The new wing at the Isabella Stewart Gardner Museum opened to the public on January 19th, and along with this stunning 114 million dollar expansion designed by famed architect Renzo Piano comes Cafe G, a contemporary restaurant offering museum goers a unique dining experience. I was invited to the new cafe for a tasting of the Nasturtium Connection Menu, inspired by the 20-foot long edible hanging plants that have been exhibited in the courtyard every spring since Isabella first draped them in 1903. Prior to this complementary lunch, I was whisked along on a quick tour and even allowed to take some photographs of the Nasturtiums. (Taking photos in the original museum is not allowed, which I remembered from a past visit, so for this I felt incredibly lucky!) The flower is defined by gorgeous orange blossoms which grow from lush green vines. They cascade over the coutryard walls in an elegant fashion, drawing crowds of visitors specifically to marvel in their beauty. Once we sat down to lunch, Chef Peter Crowley, who cooked at the former museum cafe nearly a decade using only a few small electric burners and a confection oven, greets us warmly. A quiet enthusiasm about him, you can tell he's thrilled to be cooking in a glamorous new kitchen and he's serious about getting creative with the food. I'm dining with the media relations manager and a journalist who is working on an overarching piece for a garden focused magazine. The conversation flows from the flowers, to the food, to the vivid and eclectic Isabella Stewart Gardner herself. Sleek glass walls surround the restaurant on three sides, looking into the new wing and out to the garden patio. Hanging wooden shelves tastefully display a small collection of books and bar ware on the opposite wall. Tall potted orchids bloom on the tabletops, modern crimson light fixtures hang uniformly overhead and native american rugs underfoot add a touch of cozy to the otherwise sleek ambiance.

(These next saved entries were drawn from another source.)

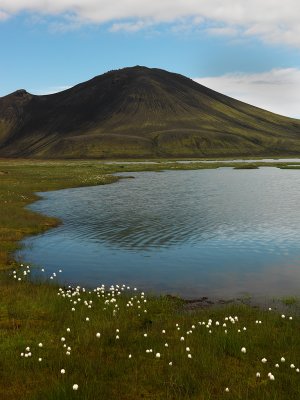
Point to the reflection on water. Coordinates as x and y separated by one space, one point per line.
208 232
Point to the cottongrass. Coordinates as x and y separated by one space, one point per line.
142 356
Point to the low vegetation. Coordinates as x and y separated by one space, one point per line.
59 342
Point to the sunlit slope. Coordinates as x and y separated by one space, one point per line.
138 112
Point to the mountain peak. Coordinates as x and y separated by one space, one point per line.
139 111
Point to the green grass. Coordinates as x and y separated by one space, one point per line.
290 300
31 313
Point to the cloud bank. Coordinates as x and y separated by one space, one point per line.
276 90
273 21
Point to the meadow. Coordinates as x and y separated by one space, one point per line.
60 342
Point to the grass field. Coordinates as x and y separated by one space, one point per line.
131 358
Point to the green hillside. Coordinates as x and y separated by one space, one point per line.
140 112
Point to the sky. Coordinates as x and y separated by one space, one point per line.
247 49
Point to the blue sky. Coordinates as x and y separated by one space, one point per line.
48 46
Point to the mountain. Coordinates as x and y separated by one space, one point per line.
140 112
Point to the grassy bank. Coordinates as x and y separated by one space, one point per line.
101 366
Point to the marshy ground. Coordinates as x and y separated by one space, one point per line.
153 349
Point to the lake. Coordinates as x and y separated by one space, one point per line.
218 233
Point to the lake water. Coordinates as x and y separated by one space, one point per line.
218 233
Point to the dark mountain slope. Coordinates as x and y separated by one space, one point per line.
136 112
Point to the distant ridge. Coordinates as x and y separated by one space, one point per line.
140 112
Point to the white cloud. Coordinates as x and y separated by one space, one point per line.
277 90
274 21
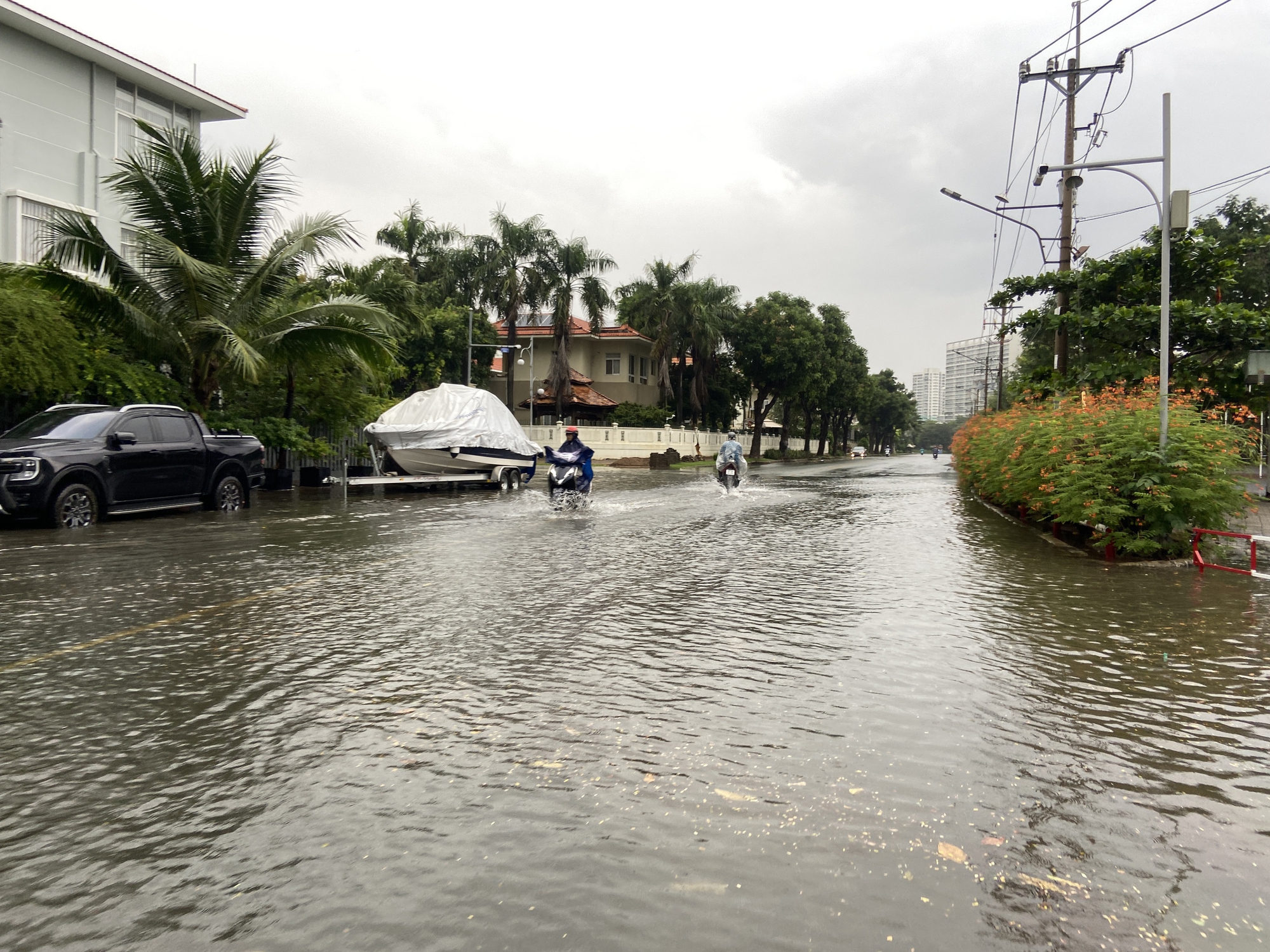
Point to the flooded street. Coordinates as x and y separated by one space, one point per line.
844 709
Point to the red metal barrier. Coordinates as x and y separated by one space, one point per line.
1253 553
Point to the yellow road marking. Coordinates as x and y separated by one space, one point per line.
182 618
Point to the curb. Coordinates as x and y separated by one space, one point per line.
1081 553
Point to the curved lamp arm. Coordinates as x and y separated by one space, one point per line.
1155 199
957 197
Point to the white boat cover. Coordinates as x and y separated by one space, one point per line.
451 416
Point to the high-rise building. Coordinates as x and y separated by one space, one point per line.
929 393
971 373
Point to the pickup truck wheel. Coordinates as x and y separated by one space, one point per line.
74 507
229 496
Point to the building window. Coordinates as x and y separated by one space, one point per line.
133 103
35 230
130 247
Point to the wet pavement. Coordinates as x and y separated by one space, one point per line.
845 708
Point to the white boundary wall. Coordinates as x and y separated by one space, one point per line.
615 442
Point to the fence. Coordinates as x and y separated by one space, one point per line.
1234 550
609 442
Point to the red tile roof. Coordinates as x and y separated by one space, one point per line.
582 397
577 326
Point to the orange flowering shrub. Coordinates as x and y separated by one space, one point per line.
1095 460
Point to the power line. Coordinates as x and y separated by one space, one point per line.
1061 37
1118 23
1245 180
1179 26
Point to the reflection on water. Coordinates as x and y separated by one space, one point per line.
844 708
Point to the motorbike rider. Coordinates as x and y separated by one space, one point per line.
731 451
573 446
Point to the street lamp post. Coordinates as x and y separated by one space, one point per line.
1165 205
521 361
1165 208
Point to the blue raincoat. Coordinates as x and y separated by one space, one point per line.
572 453
731 451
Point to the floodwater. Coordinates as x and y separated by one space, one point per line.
844 709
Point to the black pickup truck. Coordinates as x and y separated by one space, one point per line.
74 464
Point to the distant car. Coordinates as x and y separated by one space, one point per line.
74 464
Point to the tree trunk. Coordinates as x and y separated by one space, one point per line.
700 395
562 381
679 397
756 447
510 360
290 407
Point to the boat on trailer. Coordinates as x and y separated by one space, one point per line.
453 431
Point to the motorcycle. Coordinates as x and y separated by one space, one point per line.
568 482
730 473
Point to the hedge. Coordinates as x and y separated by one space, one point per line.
1095 461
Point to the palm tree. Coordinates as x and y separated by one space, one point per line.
656 307
713 307
213 294
510 274
570 268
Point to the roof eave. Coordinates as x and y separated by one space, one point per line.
46 30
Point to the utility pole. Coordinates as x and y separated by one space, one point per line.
1067 199
1078 78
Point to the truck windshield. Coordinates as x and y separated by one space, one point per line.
64 423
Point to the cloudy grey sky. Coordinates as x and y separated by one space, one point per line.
794 147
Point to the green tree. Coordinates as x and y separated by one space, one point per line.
49 356
213 293
657 307
509 272
841 399
887 409
571 270
712 308
439 257
772 342
1219 294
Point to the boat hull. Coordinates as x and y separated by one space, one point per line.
427 463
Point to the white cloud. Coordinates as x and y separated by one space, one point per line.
797 147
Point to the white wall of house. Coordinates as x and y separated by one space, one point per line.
65 100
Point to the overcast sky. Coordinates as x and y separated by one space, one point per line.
794 147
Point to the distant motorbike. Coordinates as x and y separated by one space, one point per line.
730 473
568 482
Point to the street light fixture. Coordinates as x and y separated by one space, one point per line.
957 197
1165 209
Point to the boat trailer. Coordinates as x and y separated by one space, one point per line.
506 478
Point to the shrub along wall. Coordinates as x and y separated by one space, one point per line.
1094 460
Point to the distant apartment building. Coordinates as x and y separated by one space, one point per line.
929 393
69 109
971 373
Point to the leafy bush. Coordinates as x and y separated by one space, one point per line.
628 414
1097 461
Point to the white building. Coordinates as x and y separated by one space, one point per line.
929 393
971 373
68 110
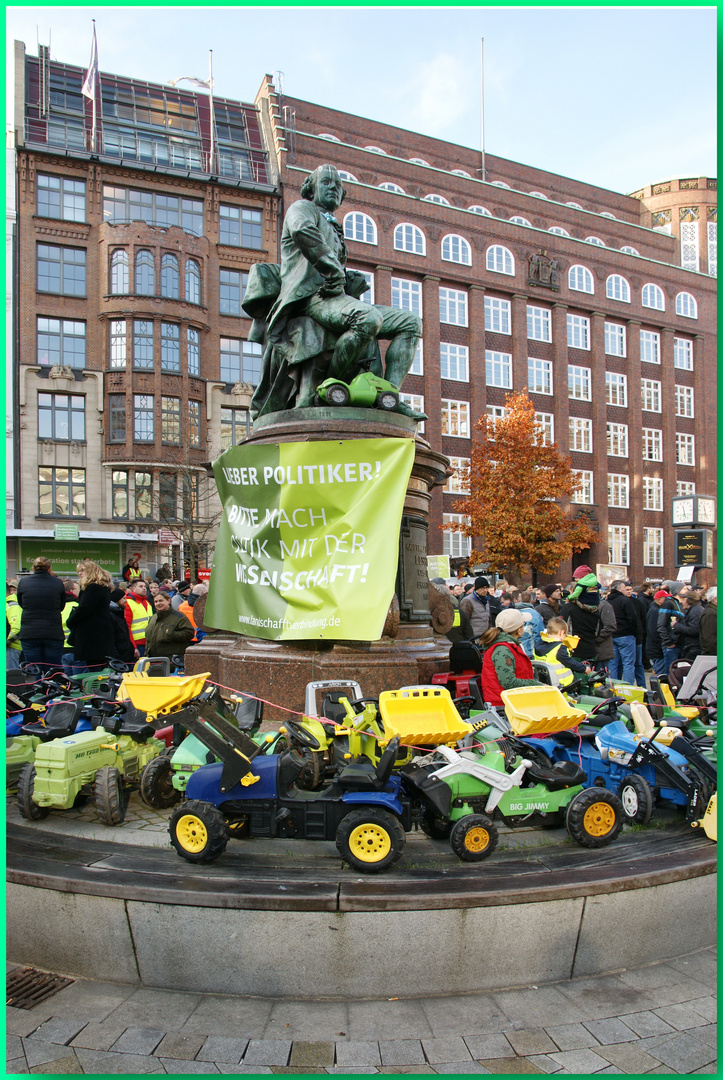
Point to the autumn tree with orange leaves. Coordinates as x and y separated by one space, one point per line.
518 488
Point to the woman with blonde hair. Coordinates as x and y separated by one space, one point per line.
91 626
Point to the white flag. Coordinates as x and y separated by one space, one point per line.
92 73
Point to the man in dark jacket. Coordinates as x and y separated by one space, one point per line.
628 633
41 595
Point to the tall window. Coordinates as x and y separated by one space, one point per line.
615 339
409 238
498 368
192 282
617 440
406 295
143 418
650 347
170 278
578 332
62 493
616 389
61 341
61 270
618 544
62 417
539 376
497 314
170 347
145 273
240 227
360 227
618 488
455 418
580 434
650 392
62 198
454 362
539 324
120 279
453 307
653 548
652 444
578 382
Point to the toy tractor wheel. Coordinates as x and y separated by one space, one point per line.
26 783
157 790
110 798
370 839
473 838
594 818
199 832
638 800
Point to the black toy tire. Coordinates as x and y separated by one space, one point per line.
473 838
156 787
637 798
594 818
26 783
110 799
370 839
199 831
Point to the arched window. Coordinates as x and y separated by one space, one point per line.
686 305
617 288
192 281
579 279
499 259
170 278
653 297
120 281
456 250
409 238
145 273
360 227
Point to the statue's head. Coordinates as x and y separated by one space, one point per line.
324 188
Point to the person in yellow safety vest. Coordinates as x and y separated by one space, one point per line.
554 652
137 612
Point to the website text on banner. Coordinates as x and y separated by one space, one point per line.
307 545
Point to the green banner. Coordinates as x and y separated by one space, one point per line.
307 545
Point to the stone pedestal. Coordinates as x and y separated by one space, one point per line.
409 650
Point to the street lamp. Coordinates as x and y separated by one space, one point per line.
208 84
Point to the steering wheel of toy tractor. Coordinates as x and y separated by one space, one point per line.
302 736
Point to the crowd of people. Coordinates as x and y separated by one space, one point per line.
621 630
78 624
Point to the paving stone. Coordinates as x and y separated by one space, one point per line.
444 1051
58 1029
358 1053
489 1047
103 1062
222 1050
680 1016
267 1052
580 1061
309 1054
646 1024
532 1040
608 1030
572 1037
182 1047
401 1052
683 1052
137 1040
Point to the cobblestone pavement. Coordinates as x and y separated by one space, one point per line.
655 1020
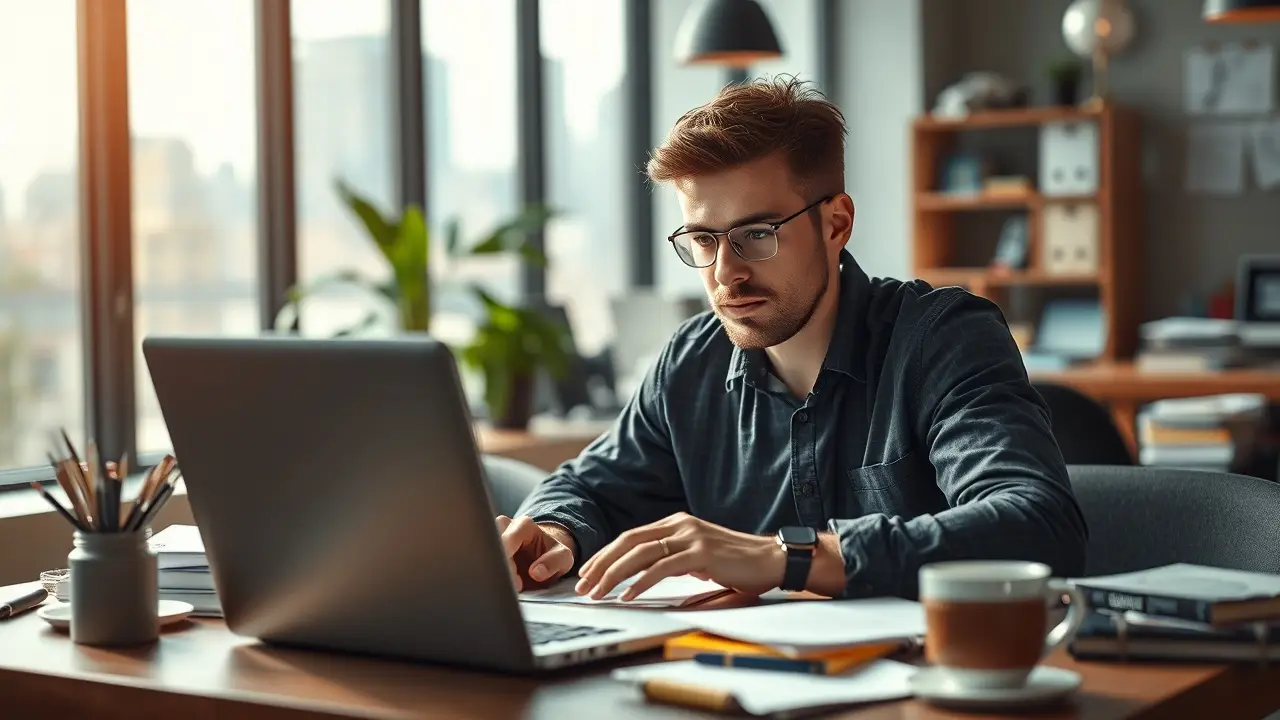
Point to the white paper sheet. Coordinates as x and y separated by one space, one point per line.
1265 145
764 692
1232 78
668 592
1215 159
803 624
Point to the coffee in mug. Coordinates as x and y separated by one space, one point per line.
987 620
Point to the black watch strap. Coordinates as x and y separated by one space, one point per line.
796 574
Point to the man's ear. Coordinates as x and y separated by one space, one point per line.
841 220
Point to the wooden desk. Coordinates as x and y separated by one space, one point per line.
201 670
1124 388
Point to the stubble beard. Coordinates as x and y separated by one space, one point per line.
782 317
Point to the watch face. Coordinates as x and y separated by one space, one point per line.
798 536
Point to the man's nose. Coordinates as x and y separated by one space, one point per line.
730 269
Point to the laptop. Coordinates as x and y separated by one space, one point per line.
341 497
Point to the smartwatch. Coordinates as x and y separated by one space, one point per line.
800 543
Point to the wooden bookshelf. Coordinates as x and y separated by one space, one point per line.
1116 201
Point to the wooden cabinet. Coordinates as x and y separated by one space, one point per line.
1082 204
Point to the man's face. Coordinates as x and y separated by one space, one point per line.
763 302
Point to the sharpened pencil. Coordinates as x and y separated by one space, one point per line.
59 507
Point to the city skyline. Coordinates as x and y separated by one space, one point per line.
193 246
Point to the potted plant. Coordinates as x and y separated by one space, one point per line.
511 343
1065 78
510 349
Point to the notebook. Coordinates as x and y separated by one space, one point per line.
178 546
1216 596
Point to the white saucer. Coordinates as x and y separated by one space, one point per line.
169 610
1045 684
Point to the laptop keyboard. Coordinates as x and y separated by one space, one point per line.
540 633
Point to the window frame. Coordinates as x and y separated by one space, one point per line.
105 177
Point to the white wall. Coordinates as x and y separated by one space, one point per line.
880 87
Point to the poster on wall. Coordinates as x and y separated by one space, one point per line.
1232 78
1265 136
1215 159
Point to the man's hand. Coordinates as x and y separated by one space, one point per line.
536 555
682 545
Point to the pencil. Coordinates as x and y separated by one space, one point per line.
71 488
59 507
90 491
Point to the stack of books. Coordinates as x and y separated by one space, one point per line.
1180 611
1203 345
1220 432
183 569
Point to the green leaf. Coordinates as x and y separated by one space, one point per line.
380 229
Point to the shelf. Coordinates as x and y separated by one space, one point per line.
965 277
1015 117
951 201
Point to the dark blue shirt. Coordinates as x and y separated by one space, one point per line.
922 441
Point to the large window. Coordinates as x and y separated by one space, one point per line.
41 354
586 164
471 130
192 119
342 92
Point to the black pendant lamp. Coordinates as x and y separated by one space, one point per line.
1242 10
726 32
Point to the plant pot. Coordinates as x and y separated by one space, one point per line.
520 405
1066 91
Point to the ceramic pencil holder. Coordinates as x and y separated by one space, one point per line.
114 591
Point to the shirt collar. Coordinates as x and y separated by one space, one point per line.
848 336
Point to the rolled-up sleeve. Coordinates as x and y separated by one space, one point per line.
996 461
625 478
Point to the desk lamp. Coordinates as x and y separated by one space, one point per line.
735 33
1242 10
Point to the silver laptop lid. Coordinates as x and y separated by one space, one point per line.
339 495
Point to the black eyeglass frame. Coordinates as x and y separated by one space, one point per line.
775 226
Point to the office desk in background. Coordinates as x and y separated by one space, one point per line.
201 670
1124 388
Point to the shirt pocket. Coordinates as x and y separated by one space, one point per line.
895 488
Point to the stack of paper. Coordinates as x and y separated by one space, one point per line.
805 627
670 592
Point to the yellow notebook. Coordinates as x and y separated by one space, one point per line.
714 650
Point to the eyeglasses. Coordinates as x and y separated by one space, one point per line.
752 242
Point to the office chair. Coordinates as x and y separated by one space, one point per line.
510 482
1083 428
1148 516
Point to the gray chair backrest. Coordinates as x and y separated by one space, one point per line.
1150 516
510 482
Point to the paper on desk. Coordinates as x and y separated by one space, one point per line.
804 624
668 592
764 692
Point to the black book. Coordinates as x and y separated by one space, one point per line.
1215 596
1132 636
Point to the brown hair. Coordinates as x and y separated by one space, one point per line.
753 121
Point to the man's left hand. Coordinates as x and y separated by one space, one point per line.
682 545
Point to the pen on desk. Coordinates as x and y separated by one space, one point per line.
23 604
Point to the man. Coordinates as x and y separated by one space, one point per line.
818 429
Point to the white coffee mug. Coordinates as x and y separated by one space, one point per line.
987 620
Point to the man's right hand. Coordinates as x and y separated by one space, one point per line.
538 555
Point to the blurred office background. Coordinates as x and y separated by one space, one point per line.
169 167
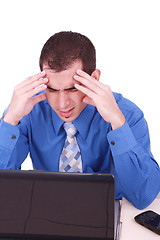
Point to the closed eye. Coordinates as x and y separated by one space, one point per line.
71 89
51 89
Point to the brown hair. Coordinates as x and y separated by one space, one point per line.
63 48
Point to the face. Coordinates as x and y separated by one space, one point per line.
62 96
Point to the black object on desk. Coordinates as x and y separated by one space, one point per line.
52 205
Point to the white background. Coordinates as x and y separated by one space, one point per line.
126 35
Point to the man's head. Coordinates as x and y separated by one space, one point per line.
61 56
64 48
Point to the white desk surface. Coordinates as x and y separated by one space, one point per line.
130 230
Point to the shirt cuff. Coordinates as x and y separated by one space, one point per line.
121 140
9 135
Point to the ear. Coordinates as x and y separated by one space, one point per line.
96 74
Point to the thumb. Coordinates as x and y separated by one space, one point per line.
39 98
88 100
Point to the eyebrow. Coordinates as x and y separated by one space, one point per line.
67 89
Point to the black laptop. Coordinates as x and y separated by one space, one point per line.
52 205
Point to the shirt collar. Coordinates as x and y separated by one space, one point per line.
82 122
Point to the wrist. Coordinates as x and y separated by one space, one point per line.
118 122
9 119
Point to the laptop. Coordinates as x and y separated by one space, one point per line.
52 205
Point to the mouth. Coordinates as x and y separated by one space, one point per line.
66 113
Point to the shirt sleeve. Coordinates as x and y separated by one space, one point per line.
138 172
14 146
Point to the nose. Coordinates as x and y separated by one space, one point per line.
63 100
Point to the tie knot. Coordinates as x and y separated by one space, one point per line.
70 129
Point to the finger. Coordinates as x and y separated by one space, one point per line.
39 98
30 80
88 100
89 84
83 74
35 85
86 91
35 91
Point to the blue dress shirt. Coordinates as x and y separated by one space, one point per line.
124 152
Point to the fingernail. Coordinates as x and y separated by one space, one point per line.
79 71
76 76
45 79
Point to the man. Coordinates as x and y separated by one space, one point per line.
112 135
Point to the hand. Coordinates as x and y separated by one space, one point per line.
23 99
100 96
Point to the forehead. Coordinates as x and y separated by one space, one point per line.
63 79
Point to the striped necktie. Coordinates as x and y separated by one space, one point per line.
70 159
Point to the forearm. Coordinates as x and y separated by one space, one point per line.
137 171
13 146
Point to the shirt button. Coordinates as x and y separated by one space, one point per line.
13 137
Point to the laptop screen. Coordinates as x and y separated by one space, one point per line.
49 205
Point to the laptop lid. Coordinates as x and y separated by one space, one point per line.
53 205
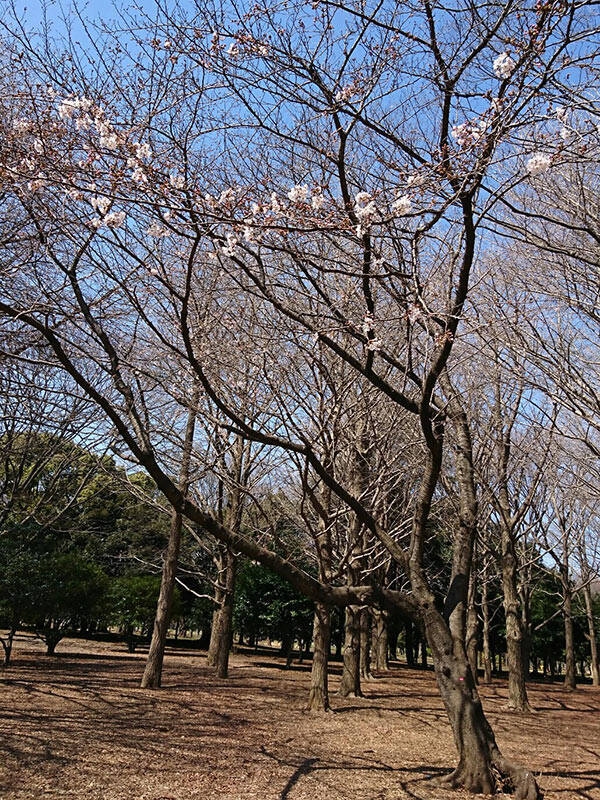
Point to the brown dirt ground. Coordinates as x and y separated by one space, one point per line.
77 726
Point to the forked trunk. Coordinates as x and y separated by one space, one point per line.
472 628
221 635
487 654
318 698
350 685
151 678
517 691
570 678
481 766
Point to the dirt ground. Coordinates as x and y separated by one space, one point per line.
77 726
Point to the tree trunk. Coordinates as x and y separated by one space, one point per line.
222 628
380 640
472 628
570 677
409 644
318 698
485 610
7 643
481 766
350 685
152 676
517 691
589 612
153 670
365 644
53 637
424 664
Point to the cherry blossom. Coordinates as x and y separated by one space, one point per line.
504 66
298 194
402 205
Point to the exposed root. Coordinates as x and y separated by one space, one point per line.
504 778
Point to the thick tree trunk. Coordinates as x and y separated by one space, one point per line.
222 627
517 691
485 610
350 685
570 677
366 626
380 640
318 698
481 766
587 596
152 676
472 628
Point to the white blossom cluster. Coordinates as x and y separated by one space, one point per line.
504 66
113 220
402 205
344 94
298 194
157 231
364 208
538 163
469 133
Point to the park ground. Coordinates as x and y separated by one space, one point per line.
77 726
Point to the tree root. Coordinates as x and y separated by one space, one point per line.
504 778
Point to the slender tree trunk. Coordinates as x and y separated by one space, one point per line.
350 685
570 676
380 640
318 698
409 644
472 627
589 613
424 664
485 610
222 630
366 626
215 633
517 691
152 676
7 644
153 670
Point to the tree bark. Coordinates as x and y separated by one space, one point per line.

In the first course of Nasturtuim Summer Rolls, the flower petals lend their dramatic beauty but it is actually the leaves which exhibit a pronounced peppery taste. The crisp rolls bathe in a fantastic jicama, avocado and yellow pepper broth. Already the connection is clear, it is as much about the food as it is about the art, this dish is gorgeous. Next we are treated to Local Scallops which have been caramelized and paired with spring dug parsnips two ways. The first, a creamy puree laced with nasturtium oil, and the second, a chip.The chip is what really impressed me, it was impossibly thin and captured the natural essence of the vegetable, embodying their sweet springy flavor. And once again, the nasturtium leaves add that delectable peppery punch. Dessert presents a Frozen Greek Yogurt (that looks more like a panna cotta - initially I'm expecting something light and gelatinous) over a pool of strawberry rhubarb consommé topped with more rhubarb and candied nasturtiums. As I'm enjoying this imaginative finale, where the candied flowers are playful and fun but the rhubarb consommé steals the show, I'm pondering, who would have thought a museum cafe would be serving such excellent food? The entire tasting menu is well thought out and succeeds in paying a touching homage to the Nasturtuim as it was traditionally used in cooking and garnishing, as well as with some new twists. I like to think all this would make the unconventional yet refined Isabella proud. As much as she was focused on keeping her museum intact, every piece of furniture and painting just as she left it, she was extremely avante-garde, always looking to push boundaries.
Menu inspiration at Cafe G will continue to fostered by the exhibits, which, when your museum is largely based around horticulture, and the highly skilled chef is willing to embrace all that comes with the territory, is a very, very cool thing.